A design system is composed of several layers that stack to form a complete system.

The foundation layer contains design tokens: the colour palette (primary, secondary, neutral, semantic), the typographic scale (font, sizes, weights, line heights), spacing (4px or 8px scale), border radii, drop shadows and responsive breakpoints. At KERN-IT, these tokens are defined simultaneously in Figma (variables) and in tailwind.config.js.

The component layer contains reusable interface elements, organised according to Atomic Design principles: atoms (buttons, icons, fields), molecules (form groups, list items), organisms (headers, sections, footers). Each component is documented with its variants, states and usage rules.

The pattern layer defines recurring interaction and layout conventions: how a form validates fields, how a search displays results, how pagination works, how errors are communicated to the user.

The documentation layer explains design principles, usage guidelines, dos and don'ts and accessibility best practices. This documentation is essential for the design system to be adopted by the entire team.

Concrete example

KERN-IT creates the design system for the institutional website of a Brussels hospital group. The site comprises over 200 pages spread across medical departments, news, recruitment and practical information.

The design system is built in Figma with a clear structure. The foundation defines three primary colours (healthcare blue, hope green, clinical white), a typographic scale based on the Inter font and an 8px spacing grid. The component layer comprises 45 master components: 15 atoms, 12 molecules and 18 organisms.

Tokens are transposed into the project's tailwind.config.js file. Organisms become StreamField blocks in Wagtail CMS: a "Doctor section" block (photo + name + speciality + appointment booking), a "FAQ" block (question-answer accordion), a "News" block (grid of three recent articles). The hospital's content editors can compose pages by assembling these blocks without technical assistance.

Six months after launch, the hospital's marketing team has created 30 new pages without technical support, and each page perfectly respects the initial design system.

Implementation steps

  1. Audit the existing product: inventory all visual elements of the current product.

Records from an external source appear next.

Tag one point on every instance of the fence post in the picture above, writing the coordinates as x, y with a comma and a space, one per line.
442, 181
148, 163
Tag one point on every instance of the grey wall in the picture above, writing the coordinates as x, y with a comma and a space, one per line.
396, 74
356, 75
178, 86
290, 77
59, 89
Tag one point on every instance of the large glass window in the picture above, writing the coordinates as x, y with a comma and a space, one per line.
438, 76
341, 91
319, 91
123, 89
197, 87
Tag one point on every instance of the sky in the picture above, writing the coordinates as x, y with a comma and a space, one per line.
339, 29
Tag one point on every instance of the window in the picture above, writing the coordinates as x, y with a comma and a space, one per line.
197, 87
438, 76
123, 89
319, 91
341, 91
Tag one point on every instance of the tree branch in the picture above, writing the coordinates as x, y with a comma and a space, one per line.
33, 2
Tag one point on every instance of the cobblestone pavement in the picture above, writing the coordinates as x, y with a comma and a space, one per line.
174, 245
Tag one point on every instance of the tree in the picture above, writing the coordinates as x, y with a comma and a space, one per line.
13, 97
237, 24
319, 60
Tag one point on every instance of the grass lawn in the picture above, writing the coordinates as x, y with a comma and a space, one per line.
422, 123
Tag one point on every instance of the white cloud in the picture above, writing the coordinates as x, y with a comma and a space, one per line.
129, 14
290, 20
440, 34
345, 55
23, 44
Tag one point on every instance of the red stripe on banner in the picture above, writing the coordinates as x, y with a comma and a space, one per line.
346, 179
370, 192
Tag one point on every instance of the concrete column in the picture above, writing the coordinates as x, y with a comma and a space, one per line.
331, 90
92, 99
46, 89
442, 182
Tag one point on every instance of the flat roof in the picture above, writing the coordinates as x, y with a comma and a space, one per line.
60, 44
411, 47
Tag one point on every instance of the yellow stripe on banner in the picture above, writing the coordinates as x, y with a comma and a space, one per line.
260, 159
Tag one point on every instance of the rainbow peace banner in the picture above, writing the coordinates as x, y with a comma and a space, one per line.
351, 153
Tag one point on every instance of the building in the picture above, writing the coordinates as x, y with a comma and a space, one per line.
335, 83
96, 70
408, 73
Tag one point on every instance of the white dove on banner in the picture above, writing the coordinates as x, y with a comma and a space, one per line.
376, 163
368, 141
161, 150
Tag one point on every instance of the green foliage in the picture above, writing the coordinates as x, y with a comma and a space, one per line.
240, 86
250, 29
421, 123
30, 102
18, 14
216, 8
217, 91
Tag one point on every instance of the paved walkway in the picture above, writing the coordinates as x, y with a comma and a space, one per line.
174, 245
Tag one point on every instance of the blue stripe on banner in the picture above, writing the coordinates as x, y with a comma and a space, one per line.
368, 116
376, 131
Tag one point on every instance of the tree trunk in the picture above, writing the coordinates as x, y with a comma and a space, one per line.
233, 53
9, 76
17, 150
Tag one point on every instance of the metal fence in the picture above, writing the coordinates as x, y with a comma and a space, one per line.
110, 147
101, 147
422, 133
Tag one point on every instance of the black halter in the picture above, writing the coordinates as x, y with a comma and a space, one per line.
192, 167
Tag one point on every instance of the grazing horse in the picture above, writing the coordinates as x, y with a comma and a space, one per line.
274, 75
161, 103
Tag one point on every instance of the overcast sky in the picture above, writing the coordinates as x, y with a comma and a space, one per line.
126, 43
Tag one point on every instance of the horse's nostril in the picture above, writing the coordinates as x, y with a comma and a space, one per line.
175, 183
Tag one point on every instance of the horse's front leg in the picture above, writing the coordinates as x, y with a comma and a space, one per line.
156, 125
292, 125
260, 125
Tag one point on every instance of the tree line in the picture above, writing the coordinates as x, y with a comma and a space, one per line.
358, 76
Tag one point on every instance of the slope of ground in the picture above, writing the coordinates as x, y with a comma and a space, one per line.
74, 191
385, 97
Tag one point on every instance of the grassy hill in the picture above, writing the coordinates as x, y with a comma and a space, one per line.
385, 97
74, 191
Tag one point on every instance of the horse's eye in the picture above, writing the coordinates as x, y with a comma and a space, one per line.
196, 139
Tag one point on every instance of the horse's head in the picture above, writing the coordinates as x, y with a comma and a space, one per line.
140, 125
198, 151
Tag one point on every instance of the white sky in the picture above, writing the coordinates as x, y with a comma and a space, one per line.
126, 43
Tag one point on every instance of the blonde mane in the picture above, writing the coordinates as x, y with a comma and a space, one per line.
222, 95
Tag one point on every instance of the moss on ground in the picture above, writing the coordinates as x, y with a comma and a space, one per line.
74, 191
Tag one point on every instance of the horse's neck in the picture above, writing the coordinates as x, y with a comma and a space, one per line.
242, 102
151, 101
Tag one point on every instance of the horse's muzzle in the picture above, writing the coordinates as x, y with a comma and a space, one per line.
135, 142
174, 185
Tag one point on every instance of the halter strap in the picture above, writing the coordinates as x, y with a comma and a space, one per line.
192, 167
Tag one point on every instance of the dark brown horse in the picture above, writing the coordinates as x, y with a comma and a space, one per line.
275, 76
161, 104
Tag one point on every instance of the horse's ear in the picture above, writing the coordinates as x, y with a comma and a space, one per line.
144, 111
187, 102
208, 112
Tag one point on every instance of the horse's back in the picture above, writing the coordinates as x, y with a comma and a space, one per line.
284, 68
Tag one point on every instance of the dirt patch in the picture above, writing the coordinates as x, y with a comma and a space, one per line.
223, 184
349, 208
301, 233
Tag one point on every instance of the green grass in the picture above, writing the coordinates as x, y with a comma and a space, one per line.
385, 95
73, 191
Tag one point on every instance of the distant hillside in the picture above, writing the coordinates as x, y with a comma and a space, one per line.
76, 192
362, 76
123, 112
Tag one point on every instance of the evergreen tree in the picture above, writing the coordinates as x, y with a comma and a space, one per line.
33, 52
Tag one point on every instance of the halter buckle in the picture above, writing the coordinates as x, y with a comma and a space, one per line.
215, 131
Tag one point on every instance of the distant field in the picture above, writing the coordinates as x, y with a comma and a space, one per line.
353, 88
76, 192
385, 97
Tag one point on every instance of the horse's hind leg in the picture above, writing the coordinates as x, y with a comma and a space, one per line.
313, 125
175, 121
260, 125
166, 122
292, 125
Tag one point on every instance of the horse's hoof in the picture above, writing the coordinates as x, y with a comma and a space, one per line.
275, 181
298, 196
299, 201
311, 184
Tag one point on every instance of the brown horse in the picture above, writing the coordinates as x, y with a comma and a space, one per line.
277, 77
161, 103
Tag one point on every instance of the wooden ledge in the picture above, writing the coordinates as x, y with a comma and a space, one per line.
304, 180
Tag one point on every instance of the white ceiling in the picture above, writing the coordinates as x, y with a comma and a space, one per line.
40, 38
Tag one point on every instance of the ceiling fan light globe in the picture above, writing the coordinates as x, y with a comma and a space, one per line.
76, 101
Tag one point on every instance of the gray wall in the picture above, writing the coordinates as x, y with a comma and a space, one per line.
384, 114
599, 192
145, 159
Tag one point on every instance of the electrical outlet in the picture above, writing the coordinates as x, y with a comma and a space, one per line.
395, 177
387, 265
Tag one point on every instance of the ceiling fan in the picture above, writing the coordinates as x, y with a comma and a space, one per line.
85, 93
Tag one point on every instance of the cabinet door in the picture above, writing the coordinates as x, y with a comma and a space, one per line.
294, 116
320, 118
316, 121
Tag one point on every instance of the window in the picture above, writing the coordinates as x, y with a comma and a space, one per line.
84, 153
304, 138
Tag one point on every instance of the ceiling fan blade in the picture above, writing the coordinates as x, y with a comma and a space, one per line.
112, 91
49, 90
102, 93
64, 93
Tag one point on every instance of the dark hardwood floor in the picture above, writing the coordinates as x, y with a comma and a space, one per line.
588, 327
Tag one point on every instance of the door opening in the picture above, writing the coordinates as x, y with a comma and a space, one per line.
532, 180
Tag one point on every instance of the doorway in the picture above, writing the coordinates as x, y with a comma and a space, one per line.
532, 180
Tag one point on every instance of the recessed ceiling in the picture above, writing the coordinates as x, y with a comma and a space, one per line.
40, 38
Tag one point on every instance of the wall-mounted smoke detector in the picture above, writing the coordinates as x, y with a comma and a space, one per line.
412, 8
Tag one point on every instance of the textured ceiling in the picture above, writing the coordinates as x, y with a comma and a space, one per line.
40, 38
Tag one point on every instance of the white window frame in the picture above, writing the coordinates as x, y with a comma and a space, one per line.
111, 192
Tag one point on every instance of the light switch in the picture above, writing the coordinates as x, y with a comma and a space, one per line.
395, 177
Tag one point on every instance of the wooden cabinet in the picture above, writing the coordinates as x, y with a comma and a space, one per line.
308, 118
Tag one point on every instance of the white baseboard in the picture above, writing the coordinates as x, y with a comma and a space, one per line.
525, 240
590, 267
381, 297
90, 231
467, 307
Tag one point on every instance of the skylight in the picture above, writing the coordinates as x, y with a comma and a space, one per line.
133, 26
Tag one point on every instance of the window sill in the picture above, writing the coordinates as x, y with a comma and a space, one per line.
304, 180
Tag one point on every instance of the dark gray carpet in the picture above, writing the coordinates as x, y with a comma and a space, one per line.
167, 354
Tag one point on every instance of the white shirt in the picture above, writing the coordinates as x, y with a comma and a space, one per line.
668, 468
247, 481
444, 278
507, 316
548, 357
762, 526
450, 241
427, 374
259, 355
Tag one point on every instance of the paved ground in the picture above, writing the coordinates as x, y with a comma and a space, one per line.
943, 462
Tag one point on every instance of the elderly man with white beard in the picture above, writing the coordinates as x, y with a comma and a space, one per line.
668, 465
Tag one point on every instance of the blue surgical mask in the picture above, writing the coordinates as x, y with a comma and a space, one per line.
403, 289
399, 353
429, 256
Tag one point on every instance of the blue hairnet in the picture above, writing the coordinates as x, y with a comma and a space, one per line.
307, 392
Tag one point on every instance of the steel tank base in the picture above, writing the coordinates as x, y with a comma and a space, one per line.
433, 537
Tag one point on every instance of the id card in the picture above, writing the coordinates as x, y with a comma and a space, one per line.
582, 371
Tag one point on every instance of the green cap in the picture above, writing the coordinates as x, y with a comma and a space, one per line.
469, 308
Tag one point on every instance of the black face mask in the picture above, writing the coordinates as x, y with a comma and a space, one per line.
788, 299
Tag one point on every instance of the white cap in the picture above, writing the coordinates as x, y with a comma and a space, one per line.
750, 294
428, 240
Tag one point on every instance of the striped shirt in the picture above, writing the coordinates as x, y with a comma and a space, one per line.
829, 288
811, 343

Identify inconsistencies, duplicates and elements not meeting accessibility standards.
  2. Define design tokens: establish the colour palette, typographic scale, spacing and other fundamental values in Figma and in tailwind.config.js.
  3. Build the components: create each component in Figma with its variants and states. Translate components into Tailwind CSS code and Django templates.
  4. Document the rules: write usage guidelines for each component and pattern. Specify dos and don'ts.
  5. Integrate with Wagtail: create StreamField blocks matching the design system organisms, enabling content editors to compose consistent pages.
  6. Establish governance: define who can modify the design system, what the new component validation process is and how updates are communicated to the team.

Related technologies and tools

  • Figma: the central tool where KERN-IT builds and maintains design systems, with variables for tokens and components with variants and properties.
  • Tailwind CSS: the CSS framework whose configuration encodes design system tokens, ensuring front-end code respects design specifications.
  • Wagtail CMS: the CMS whose StreamField blocks materialise design system components for content editors, closing the design-code-content loop.

Conclusion

A design system is the investment that transforms interface design from a craft effort into an industrialised, consistent process. It ensures that every page, component and interaction meets the same quality standards, regardless of who creates them. At KERN-IT, the KERNWEB division masters the complete chain, from the Figma design system to the Tailwind CSS configuration through to Wagtail StreamField blocks, delivering digital products that combine visual consistency, technical performance and editorial autonomy.

Conseil Pro

A design system is never finished: it is a living product that evolves with the project. At KERN-IT, we recommend naming a design system owner on each project to ensure consistency between Figma, Tailwind CSS code and Wagtail blocks over time.